Ihr habt ja mitverfolgt, dass nach dem Rücktritt von Christian Wulff ganz merkwürdige Dinge passierten. Aber zuvor noch ein Wort zu den Ereignissen vor dem Rücktritt. Manch einer –
auch in Zeitungen außerhalb der Bundesrepublik – wirft die Frage auf, ob es hier nicht etwas kleinkariert zuginge, ob man über die falschen Fragen diskutiere. Vielleicht stimmt das an der einen oder anderen Stelle, zumindest als es um das Bobbycar, das Plastikauto für Kinder, ging. Aber es geht hier um eine ganz grundsätzliche Frage. Es geht um die Frage, ob in unserem Land, ob in unserer Demokratie die gleichen Regeln für alle gelten, oder ob es eine Schicht gibt, eine Verquickung von Politik und Wirtschaft, eine Ausprägung des Lobbyismus, die wiederum die Gleichheit aller und die Demokratie in Frage stellen. Bei Christian Wulff war es ja eigentlich so eindrucksvoll, weil da Dinge passiert sind, die sich eigentlich jeder vorstellen kann. Es ging los mit dem Hauskredit. In Deutschland gibt es acht Millionen Hauskredite, etwa 24 Millionen Menschen sind davon betroffen. Vielleicht hat der eine oder andere von Euch auch mal einen Hauskredit aufgenommen. Der Vorteil des Hauskredites von Christian Wulff belief sich auf exakt 90.000 Euro. Mit diesem Geld kann man in einem Haus eine Menge machen. Wenn einem das geschenkt wird, zeigt das, wie die Dinge in unserem Land auseinanderklaffen. Trotzdem muss sich jeder darüber im Klaren sein, dass die Ermittlung durch die Staatsanwaltschaft nicht etwas ist, das völlig unabhängig und neutal geschieht. Es ist ganz einfach. Die Bundeskanzlerin und ihre Freunde haben die Befürchtung gehabt, dass die inzwischen zehnwöchige Debatte ernsthaft die Landtagswahlen in Schleswig-Holstein und im Saarland gefährdet. Ich kann mir nicht vorstellen, dass ein Staatsanwalt in Niedersachsen ohne politische Rückendeckung einen derart gravierenden Antrag stellt. Ich glaube, auch dieser Zusammenhang muss benannt werden.

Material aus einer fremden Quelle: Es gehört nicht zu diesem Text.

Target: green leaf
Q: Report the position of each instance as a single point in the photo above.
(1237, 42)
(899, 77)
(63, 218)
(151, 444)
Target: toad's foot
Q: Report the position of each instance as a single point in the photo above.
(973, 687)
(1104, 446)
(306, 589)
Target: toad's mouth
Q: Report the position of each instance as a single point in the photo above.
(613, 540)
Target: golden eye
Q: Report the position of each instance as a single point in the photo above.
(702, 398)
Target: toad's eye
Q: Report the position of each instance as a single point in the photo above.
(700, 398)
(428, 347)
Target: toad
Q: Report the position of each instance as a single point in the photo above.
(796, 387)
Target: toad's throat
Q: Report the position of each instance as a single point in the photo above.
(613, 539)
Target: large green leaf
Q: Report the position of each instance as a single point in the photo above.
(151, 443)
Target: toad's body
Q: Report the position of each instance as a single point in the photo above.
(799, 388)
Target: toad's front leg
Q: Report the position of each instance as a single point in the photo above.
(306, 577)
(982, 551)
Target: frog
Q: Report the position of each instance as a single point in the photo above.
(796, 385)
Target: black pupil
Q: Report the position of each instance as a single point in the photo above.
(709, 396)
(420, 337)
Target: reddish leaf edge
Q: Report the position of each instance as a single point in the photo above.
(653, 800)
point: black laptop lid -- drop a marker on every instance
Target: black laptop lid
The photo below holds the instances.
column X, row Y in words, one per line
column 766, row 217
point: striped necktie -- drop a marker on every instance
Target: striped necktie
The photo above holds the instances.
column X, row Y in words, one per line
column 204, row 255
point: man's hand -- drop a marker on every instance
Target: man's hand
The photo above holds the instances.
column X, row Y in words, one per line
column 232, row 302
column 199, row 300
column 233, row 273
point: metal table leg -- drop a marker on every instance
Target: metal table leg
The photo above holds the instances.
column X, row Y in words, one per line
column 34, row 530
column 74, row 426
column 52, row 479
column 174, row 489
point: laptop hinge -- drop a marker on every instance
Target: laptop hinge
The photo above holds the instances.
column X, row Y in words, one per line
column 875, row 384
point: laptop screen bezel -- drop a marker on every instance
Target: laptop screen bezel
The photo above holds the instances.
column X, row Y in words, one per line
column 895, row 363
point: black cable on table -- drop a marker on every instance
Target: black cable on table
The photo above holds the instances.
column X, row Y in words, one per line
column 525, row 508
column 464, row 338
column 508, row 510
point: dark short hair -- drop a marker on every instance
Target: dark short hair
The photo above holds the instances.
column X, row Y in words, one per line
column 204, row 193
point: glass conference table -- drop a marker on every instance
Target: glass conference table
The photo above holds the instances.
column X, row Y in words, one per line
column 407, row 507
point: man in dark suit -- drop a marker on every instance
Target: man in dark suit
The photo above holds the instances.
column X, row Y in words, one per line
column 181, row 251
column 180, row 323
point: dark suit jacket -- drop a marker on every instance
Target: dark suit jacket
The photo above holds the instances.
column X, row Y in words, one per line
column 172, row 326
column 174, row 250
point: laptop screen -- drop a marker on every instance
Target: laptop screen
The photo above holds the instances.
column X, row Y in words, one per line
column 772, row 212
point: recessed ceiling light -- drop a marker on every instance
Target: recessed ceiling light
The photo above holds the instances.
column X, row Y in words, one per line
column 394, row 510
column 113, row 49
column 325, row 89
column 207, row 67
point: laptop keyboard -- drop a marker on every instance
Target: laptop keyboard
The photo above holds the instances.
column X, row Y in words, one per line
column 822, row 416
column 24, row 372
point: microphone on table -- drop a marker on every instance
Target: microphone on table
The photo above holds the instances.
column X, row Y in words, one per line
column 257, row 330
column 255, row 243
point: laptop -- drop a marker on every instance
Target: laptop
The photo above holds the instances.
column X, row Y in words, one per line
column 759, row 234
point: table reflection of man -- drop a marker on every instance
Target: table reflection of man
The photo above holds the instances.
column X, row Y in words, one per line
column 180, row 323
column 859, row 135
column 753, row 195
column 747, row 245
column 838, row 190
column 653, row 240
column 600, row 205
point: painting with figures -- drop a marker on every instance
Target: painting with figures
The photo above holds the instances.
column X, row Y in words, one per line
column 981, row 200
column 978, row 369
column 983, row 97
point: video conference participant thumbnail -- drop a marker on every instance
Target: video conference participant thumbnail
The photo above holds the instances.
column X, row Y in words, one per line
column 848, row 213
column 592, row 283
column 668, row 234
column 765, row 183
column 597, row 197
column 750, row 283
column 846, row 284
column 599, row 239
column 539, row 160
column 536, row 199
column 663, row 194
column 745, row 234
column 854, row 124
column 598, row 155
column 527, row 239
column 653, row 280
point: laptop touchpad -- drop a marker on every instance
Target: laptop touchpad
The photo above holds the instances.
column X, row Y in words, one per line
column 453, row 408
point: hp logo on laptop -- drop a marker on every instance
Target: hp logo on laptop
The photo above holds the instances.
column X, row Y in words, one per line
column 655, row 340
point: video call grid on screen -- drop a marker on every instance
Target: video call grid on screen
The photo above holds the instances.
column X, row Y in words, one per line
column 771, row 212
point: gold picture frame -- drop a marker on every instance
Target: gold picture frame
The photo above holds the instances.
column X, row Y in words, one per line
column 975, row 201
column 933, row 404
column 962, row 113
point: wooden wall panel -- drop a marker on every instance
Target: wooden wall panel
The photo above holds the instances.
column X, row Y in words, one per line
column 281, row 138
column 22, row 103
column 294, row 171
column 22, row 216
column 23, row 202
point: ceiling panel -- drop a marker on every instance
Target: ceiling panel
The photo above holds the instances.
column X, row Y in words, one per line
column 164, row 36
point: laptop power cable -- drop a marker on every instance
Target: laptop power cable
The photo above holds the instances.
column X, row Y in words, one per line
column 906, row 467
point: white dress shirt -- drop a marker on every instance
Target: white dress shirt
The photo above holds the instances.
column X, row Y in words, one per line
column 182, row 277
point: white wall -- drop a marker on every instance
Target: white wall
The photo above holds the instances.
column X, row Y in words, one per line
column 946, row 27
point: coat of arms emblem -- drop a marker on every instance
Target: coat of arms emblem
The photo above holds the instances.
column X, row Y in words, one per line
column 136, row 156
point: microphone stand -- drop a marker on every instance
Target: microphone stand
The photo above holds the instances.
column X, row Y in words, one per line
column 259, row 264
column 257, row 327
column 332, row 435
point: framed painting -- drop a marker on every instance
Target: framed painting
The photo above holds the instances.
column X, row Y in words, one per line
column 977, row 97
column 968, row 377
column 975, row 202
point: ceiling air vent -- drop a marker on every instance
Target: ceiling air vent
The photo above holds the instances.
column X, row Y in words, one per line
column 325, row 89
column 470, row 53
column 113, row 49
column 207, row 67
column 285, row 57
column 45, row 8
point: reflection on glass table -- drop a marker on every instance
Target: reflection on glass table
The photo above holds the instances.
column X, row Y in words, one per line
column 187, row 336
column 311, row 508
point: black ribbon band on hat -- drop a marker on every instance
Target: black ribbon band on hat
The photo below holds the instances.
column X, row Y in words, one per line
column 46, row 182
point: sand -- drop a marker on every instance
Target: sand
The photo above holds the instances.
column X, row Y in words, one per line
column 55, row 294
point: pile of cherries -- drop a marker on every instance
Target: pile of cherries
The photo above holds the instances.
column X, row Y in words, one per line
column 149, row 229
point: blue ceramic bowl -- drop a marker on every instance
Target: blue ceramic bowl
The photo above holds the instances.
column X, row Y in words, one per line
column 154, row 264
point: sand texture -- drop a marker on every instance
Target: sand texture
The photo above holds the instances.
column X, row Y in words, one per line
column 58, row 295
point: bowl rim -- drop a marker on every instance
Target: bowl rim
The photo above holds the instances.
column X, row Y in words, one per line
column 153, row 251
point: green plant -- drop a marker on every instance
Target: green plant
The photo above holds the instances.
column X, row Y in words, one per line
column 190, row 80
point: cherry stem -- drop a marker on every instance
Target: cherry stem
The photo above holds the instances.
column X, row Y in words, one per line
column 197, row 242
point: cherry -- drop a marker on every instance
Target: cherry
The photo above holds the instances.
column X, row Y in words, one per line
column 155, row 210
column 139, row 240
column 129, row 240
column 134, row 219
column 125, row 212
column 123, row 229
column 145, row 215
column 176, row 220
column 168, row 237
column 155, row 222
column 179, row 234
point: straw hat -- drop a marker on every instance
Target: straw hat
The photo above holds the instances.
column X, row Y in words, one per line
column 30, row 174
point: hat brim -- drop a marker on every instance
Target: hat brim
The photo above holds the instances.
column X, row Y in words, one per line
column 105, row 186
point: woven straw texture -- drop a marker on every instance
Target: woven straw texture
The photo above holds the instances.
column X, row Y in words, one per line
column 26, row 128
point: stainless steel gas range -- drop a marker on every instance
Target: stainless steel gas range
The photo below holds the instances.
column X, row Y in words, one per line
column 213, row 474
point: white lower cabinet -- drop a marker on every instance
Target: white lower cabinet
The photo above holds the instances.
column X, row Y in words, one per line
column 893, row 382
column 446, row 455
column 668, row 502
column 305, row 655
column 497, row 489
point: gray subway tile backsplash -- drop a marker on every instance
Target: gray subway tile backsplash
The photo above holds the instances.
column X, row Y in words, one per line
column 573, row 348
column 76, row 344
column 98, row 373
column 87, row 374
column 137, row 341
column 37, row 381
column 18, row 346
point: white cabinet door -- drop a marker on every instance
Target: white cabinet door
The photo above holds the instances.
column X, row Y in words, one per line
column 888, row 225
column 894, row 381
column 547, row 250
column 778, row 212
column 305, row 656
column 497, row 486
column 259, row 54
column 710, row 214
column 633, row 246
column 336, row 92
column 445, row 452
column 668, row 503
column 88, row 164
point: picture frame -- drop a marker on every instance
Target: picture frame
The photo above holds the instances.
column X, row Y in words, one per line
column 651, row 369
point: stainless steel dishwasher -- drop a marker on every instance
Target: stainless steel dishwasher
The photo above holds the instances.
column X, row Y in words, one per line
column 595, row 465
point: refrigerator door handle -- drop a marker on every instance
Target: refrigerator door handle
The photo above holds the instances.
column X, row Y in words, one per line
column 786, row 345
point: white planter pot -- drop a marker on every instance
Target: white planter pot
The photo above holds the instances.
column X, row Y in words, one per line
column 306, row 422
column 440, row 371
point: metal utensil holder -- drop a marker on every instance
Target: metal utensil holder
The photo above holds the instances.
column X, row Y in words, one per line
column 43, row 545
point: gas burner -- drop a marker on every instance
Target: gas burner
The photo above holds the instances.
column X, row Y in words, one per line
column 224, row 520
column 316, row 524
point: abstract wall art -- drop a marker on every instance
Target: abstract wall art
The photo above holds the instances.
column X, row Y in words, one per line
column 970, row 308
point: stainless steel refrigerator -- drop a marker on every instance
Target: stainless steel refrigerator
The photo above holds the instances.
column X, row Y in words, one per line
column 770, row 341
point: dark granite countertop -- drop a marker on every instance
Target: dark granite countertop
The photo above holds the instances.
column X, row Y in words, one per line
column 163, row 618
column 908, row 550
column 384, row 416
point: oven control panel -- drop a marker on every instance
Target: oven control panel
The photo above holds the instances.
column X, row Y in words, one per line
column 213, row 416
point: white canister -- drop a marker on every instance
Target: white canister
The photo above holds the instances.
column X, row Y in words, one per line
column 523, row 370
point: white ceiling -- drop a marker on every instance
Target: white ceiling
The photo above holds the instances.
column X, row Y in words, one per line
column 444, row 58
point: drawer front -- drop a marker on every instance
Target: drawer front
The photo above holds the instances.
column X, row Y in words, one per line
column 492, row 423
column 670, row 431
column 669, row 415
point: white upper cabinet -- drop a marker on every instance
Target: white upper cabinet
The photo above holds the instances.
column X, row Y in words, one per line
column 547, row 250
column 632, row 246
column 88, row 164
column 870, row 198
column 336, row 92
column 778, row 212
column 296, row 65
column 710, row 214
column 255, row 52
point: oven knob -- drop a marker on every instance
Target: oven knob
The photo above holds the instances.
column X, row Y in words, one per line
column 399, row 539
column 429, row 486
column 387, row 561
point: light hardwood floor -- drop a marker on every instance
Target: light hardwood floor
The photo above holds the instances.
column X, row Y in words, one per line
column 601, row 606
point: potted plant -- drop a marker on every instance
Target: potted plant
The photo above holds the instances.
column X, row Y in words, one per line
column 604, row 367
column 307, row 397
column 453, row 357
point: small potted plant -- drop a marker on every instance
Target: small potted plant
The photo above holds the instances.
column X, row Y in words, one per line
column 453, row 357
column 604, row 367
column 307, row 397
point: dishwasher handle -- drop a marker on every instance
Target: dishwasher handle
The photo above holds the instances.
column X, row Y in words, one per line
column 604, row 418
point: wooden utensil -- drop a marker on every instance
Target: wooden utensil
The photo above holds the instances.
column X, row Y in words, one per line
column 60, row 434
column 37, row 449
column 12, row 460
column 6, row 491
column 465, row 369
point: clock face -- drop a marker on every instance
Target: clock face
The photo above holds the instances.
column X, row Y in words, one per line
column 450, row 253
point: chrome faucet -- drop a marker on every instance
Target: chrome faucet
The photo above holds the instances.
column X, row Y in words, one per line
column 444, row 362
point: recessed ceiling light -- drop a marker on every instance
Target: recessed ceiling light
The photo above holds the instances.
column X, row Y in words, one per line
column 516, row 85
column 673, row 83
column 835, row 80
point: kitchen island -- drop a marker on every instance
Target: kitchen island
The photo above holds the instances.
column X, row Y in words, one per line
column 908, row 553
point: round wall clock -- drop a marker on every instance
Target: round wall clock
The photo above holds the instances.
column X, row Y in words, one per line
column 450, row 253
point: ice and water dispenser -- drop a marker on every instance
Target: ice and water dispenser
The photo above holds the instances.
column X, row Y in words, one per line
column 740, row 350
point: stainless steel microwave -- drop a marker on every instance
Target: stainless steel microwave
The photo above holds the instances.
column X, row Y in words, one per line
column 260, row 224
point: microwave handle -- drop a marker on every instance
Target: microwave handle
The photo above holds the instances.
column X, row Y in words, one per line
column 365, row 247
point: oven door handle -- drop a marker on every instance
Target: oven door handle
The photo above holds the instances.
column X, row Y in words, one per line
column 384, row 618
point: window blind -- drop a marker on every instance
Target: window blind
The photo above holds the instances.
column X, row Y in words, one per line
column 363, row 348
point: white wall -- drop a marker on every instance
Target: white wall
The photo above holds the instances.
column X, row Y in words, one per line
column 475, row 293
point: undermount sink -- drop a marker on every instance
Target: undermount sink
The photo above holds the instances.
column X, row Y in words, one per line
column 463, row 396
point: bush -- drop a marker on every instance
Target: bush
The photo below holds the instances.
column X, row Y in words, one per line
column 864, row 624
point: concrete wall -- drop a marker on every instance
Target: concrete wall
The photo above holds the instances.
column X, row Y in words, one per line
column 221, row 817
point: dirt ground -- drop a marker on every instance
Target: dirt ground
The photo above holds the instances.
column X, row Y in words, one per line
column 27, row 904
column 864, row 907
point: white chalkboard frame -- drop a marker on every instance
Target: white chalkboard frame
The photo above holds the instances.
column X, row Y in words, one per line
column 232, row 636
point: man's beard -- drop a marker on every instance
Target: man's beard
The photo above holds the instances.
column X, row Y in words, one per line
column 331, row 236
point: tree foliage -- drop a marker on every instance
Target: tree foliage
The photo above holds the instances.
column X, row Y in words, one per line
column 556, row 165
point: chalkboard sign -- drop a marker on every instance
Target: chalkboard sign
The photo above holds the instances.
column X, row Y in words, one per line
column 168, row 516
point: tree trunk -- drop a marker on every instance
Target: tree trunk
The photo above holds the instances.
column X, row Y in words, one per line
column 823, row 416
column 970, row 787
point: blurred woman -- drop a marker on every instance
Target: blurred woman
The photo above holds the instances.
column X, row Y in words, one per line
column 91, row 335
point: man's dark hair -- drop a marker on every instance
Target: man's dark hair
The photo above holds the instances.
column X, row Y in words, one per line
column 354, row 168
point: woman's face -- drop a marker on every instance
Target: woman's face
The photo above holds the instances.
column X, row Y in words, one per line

Nun zum Verfahren. In einer Zeitung habe ich den Kommentar der Bundeskanzlerin gelesen, sie würde mit ihren Koalitionspartnern sprechen und dann auf Grüne und SPD zugehen. Warum eigentlich nicht auf DIE LINKE? Auch die ist Teil der Bundesversammlung, wir haben 125 Wahlfrauen und -männer stellen. Wir werden natürlich dort unsere Stimme in die Waagschale werfen. Ich glaube, hier hat Frau Merkel einen entscheidenden Fehler gemacht. Es ist ja nicht die Frage, ob ich oder Klaus Ernst oder Gregor Gysi mit der Bundeskanzlerin an einem Tisch sitzen und darüber diskutieren, wer es werden kann oder nicht. Das ist eine Botschaft an fünf Millionen Wählerinnen und Wähler der LINKEN, denen gesagt wird, ihr gehört nicht dazu, mit euch wollen wir nicht darüber reden, und das lassen wir uns nicht gefallen, liebe Genossinnen und Genossen.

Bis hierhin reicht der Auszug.